Posted on February 03 2015
Madhubani Paintings - Art from the forests
The innocence of tribes and the naivety of village folk can often be felt in the objects they make and use. The costumes they wear, the jewellery they adorn themselves with, the pottery, vessels and tools they use, their huts , in fact their entire lifestyle ooze out simplicity and ease.
It is this minimalism and plainness of their life which reflects in their art too. One such expression can be seen in Madhubani paintings – the pride of rural Bihar.
Madhubani paintings come from the Mithila region which lies in the state of Bihar in India and partly in the neighbouring country of Nepal. Mithila is believed to be the kingdom of King Janak, father of Godess Sita from the Hindu epic Ramayan. As per Hindu mythology, King Janak asked the women of Mithila to paint their houses and surroundings for Sita’s wedding to Lord Rama. These paintings are what we now call us Madhubani paintings. Madhubani literally means forests of honey!
Since then, for every festival or wedding, women picked up brushes and painted their homes with these unique paintings. The paintings were exclusively made by women. They used brushes made of grass and twigs and also their own fingers. Natural and vegetable dyes were used as paint. The paintings mainly depicted deities from ancient epics and also the Sun and Moon. Village life also holds prominence in these paintings including designs of flowers, birds and plants specially the religious plant called Tulsi. Geometric designs are widely used too.

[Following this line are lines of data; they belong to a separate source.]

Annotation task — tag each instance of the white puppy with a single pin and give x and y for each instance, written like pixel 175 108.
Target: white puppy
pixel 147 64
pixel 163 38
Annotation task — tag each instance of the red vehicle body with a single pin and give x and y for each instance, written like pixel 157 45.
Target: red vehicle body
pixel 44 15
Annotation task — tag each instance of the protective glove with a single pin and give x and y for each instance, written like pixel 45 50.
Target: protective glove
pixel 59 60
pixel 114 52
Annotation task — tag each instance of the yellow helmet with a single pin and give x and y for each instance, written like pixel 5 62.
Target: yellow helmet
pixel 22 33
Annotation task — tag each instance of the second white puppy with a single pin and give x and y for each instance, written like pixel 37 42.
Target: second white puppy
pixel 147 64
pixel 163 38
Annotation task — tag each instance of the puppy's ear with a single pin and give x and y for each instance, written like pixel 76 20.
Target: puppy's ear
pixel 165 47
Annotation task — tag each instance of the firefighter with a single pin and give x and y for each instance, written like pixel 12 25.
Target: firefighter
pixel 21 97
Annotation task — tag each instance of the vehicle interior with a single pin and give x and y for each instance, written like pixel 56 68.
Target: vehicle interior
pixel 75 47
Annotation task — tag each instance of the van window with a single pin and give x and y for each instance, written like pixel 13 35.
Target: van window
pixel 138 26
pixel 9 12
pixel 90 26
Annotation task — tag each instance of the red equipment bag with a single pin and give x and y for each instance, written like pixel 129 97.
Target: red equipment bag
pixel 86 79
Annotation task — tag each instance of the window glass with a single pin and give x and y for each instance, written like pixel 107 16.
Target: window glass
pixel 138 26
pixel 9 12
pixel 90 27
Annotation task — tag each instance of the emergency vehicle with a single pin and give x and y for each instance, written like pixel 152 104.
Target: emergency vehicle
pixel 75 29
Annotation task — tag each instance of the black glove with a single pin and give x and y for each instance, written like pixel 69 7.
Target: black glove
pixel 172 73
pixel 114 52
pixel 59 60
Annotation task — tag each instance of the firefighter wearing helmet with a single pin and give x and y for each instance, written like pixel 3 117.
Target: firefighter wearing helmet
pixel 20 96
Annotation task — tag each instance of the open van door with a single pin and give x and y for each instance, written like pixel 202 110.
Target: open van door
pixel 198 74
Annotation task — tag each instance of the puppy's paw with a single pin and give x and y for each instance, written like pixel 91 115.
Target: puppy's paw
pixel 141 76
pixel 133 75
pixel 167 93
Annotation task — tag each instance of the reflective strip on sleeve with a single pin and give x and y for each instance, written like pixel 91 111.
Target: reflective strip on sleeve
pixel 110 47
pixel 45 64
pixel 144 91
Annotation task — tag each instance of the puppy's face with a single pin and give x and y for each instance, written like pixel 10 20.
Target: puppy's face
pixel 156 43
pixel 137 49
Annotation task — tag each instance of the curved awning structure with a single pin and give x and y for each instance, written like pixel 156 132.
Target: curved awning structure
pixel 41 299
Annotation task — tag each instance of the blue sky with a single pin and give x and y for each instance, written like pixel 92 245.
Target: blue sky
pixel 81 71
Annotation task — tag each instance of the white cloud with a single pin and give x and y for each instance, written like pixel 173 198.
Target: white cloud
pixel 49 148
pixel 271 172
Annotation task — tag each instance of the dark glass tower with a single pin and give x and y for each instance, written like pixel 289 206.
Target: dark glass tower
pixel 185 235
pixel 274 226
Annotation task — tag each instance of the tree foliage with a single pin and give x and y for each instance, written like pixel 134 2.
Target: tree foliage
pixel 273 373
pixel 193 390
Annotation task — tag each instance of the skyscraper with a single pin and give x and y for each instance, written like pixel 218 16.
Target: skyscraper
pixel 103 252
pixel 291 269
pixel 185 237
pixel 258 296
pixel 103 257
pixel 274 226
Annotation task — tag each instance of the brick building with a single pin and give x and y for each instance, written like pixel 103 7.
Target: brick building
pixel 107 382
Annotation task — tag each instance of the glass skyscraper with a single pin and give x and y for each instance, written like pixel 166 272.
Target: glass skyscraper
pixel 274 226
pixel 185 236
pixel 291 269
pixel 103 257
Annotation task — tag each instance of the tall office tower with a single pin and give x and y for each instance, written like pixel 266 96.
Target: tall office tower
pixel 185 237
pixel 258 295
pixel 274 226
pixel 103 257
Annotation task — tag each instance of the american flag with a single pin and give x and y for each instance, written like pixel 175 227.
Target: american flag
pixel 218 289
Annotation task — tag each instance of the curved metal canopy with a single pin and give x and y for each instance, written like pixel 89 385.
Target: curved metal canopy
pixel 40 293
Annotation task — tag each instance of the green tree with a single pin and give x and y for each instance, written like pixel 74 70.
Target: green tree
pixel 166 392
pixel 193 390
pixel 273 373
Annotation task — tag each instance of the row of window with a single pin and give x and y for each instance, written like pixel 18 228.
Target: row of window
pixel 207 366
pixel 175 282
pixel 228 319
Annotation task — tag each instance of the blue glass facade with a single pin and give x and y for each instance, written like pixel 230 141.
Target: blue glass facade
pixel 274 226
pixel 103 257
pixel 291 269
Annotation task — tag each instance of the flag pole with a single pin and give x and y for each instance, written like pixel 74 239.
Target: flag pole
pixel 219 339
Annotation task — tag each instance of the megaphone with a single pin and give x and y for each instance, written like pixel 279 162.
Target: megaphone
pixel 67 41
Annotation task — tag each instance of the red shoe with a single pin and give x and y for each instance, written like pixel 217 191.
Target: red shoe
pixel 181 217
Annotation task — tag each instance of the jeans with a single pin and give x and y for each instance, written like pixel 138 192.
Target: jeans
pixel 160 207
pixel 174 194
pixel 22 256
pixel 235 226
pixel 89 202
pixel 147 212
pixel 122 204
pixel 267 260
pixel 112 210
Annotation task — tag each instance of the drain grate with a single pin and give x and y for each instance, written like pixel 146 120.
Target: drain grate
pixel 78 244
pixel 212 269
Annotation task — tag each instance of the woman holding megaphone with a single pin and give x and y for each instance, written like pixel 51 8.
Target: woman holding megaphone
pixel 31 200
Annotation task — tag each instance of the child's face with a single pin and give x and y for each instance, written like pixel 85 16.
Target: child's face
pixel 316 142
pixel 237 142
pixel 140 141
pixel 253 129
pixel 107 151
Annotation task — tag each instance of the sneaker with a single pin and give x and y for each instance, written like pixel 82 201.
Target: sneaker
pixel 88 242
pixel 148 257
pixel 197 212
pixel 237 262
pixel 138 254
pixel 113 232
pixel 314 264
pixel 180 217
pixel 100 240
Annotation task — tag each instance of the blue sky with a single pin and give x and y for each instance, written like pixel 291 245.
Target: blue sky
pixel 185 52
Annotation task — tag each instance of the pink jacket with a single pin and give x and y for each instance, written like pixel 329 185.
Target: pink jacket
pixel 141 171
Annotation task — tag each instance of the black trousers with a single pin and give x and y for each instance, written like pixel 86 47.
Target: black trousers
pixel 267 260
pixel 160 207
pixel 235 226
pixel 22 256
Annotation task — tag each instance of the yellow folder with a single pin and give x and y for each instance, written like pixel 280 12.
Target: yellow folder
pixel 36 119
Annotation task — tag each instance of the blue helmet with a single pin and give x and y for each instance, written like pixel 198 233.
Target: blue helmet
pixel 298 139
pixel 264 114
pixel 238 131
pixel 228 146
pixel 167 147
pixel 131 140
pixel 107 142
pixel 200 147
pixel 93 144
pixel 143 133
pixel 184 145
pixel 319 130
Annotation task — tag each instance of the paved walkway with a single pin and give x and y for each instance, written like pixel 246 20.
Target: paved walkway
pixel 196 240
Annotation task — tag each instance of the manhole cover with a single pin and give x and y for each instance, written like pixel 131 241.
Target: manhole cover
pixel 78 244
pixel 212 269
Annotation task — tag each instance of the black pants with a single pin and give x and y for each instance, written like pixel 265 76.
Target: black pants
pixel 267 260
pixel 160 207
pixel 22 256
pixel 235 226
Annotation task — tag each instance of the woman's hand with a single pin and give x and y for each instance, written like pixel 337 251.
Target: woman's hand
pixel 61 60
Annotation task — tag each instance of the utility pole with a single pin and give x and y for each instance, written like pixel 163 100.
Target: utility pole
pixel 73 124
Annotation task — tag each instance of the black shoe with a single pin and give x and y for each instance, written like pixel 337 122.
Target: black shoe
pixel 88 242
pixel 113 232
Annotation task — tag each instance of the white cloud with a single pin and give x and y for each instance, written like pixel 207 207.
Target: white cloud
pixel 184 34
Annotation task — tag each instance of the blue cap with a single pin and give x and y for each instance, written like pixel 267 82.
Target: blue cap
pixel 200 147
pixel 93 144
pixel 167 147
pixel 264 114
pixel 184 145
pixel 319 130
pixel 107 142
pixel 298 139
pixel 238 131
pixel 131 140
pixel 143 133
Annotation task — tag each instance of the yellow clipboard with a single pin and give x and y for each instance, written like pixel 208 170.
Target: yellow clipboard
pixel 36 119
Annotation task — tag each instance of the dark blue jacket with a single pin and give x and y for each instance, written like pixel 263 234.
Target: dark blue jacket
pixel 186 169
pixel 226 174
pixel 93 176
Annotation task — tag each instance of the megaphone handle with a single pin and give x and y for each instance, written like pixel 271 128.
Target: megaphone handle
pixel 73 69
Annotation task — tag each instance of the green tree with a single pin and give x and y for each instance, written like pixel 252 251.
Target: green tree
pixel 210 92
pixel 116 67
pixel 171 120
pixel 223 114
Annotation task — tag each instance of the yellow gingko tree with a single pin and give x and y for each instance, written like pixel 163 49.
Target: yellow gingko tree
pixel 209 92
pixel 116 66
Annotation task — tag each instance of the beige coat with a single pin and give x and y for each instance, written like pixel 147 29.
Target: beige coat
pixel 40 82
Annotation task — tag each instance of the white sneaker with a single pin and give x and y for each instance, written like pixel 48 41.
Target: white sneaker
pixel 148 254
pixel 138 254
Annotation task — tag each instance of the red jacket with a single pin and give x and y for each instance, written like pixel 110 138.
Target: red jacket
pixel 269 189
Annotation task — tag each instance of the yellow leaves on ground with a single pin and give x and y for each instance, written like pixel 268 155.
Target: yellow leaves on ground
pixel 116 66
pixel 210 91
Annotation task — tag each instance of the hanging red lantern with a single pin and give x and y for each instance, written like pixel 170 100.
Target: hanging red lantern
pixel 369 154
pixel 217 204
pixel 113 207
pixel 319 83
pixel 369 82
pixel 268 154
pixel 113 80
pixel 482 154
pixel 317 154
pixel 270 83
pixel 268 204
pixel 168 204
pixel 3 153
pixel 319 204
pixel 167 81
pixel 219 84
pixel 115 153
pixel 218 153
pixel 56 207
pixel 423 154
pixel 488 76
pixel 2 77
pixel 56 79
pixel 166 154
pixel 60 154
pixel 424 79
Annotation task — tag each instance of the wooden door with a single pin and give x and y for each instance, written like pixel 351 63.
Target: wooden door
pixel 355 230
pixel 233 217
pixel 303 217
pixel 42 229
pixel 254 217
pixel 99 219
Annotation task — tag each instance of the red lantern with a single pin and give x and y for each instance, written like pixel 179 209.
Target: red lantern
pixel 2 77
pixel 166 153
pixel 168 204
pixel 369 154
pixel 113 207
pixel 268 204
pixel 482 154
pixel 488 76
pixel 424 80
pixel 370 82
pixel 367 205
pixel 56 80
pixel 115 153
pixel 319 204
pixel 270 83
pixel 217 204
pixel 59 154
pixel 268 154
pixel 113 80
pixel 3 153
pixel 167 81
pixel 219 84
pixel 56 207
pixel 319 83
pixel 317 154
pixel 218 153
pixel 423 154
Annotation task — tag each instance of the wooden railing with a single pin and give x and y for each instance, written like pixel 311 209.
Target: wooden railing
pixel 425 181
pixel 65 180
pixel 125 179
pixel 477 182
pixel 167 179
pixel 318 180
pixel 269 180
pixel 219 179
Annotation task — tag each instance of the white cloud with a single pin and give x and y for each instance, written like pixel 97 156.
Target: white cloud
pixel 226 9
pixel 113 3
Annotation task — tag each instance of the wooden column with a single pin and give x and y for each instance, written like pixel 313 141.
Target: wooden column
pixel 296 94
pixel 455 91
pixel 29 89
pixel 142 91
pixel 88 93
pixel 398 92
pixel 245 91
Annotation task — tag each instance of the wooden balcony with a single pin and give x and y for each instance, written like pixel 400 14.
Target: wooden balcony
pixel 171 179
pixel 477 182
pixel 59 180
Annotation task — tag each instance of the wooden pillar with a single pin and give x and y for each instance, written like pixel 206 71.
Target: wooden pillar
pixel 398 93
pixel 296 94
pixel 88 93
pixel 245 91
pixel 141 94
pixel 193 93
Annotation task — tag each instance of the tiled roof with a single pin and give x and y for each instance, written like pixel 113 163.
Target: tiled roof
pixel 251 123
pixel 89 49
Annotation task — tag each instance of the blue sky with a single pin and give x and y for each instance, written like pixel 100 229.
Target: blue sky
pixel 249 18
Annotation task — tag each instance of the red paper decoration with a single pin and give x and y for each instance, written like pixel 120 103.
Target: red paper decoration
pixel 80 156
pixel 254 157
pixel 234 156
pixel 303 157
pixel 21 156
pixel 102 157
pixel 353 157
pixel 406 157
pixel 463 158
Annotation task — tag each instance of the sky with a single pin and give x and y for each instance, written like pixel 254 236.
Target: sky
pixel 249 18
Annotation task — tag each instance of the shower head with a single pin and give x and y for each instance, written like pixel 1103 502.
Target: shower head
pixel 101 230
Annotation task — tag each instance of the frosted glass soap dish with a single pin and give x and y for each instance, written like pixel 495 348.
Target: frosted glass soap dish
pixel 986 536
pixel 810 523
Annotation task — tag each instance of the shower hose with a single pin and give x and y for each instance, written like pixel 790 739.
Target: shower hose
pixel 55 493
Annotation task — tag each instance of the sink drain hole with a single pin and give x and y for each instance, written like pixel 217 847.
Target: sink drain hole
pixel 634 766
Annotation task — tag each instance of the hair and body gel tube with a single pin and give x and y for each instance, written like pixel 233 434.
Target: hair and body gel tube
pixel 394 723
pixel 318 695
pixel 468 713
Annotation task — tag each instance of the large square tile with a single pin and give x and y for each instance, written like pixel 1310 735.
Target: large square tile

However, this art was little known to the world outside Madhubani. Interestingly, the paintings were accidently discovered by a British officer, William G Archer. In 1934 there was an earthquake in the region and in the debris he found out this rare and beautiful art.
After this discovery, Madhubani art was marketed to different parts of India and to the world.
The beauty of the Madhubani paintings lies in its vibrant colours and very vernacular figures and depictions. The images which find prominence in them are peacock, fish, dancing women, cows and geometric shapes. Lord Krishna is a very popular subject in these paintings. Also festivals and life occasions are found in Madhubani paintings.
Some of these illustrations here showcase the beauty of Madhubani paintings. In figure 1 and 2, depiction of peacock and fish can be observed, respectively. The central theme is the main subject surrounded by smaller drawings around it. Mostly trees, leaves and flowers are the motifs used around the main theme.
In figure 3 and 4 we can see portrayal of lord Krishna and in figure 5 we can see women doing household chores.
In modern day Madhubani art is marketed as paintings and home decor items. Sometimes designers take inspiration from this art to design Indian wear too.